Tuesday, September 18, 2012

Locked out

This morning I was out of the flat and running by 6:30; I didn't feel exactly wonderful after eating a plate of tofu as big as my head yesterday, but I had intervals to run. As I made my way to the river I felt dreadful; sluggish, hardly capable of putting one foot before the other. I pressed on.

As I exitted Clarke Quay, I picked up the pace. I had to fight to get myself up to speed, but I ran a kilometre in 4:12, and then slowed down to recover for a minute before my second interval.

As I jogged along, I thought how good it would have been if I'd packed a carbo-gel in my back pocket - I was only drinking tapwater today, and that might have been partly to blame for my dearth of energy. And then the horrid realisation hit me: I had forgotten to put my doorkey in my shorts.

It was 6:52 by then. Even if I sprinted as hard as I had ever run, my wife would be long gone by the time I got home, and the door would still be locked. I tried to run another hard kilometre, but knowing I had no breakfast at the end of it meant I couldn't push myself and soon I was back to trotting again. Running is all about future breakfasts.

I got slower and slower, until I was barely trundling back through Clarke Quay. As well as the satin pineapple outside our block of flats, there's been a celebration of Mid-Autumn Festival in the shape of unconvincing animal effigies by the river. Most are wearing clothes, apart from a bare-breasted pig who seemed to be leering like a porcine Page 3 girl as I staggered past. To be locked out and then imagine oneself harassed by a fake sow is a horrible way to start the day.

I got home, and I saw my wife had left the gate ajar.

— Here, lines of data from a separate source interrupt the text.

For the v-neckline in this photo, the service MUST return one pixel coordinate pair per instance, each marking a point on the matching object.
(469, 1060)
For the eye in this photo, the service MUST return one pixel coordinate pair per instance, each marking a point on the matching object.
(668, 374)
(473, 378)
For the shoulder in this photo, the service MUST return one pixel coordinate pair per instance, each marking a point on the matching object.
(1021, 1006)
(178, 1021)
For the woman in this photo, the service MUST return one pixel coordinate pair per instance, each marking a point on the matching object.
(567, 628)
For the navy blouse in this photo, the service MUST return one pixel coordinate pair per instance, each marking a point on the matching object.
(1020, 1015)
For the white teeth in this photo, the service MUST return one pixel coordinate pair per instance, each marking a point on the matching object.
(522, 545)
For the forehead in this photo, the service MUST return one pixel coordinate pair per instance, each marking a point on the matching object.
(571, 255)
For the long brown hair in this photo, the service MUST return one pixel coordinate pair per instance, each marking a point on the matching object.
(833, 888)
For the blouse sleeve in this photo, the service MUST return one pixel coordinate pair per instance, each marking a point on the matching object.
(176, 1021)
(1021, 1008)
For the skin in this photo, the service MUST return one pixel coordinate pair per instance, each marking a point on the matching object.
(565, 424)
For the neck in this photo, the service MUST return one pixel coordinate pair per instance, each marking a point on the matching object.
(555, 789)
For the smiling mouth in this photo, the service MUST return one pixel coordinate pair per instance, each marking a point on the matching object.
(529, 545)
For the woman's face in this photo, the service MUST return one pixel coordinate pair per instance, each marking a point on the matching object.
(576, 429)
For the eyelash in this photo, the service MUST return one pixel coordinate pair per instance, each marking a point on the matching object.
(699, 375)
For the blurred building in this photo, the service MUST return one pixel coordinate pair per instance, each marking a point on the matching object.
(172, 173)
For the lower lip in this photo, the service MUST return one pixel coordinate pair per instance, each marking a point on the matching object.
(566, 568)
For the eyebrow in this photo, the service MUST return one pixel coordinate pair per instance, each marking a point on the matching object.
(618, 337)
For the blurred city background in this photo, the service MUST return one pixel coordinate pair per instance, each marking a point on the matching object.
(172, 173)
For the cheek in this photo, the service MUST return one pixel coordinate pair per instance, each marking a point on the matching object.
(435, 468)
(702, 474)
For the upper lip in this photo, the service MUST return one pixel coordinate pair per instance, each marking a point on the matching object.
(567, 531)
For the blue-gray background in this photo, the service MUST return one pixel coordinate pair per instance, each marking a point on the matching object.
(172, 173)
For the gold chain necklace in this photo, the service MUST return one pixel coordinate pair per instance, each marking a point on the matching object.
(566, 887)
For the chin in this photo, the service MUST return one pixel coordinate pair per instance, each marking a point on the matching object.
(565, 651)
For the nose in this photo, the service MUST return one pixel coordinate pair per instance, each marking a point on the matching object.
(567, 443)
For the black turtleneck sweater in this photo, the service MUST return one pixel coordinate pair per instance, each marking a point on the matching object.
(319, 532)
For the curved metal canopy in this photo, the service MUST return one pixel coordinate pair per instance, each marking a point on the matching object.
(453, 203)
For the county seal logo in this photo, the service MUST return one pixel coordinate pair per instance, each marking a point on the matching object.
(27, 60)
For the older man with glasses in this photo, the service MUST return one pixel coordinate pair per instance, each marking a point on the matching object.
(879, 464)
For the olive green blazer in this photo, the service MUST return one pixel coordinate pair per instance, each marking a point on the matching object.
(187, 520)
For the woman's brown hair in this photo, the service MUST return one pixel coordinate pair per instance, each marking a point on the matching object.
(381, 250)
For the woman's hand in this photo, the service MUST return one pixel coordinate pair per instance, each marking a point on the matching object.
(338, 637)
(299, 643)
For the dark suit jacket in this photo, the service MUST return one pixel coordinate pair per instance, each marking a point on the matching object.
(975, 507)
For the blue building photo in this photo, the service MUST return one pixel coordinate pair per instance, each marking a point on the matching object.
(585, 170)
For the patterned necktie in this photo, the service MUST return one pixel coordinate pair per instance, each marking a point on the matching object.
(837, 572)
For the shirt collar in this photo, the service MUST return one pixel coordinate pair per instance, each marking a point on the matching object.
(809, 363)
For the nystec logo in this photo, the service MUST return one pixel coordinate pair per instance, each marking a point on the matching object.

Hope sprang in my mind, only to be deleted as I discovered the front door itself was well and truly locked. I swore, then walked up to the office, where I had to sit on the pavement until a colleague let me in. At least this time I managed to make my conference call, rather than be lost somewhere near Tanglin Mall.

After that, I assumed my parents might be awake, so I went to their hotel to borrow some clothes and beg some cash. I am always surprised when I enter a civilised environment quite how badly I stink. It's one thing to be sweating your way through Chinatown. It's quite another to be uncontrollably churning out pheromones as you drip on the polished floor of a 4-star hotel, guests and staff alike staring at you, appalled.

I ate at Starbucks; it was awful. I needed that breakfast that lingered in the fridge at home; before midday I was so tired I could hardly stand, but still had a day of budgets and forecasts to rummage through. At six, I'd had enough and walked home, and then had to wait another ten minutes for my wife to return and let me in.

I'll not forget my keys again for a while.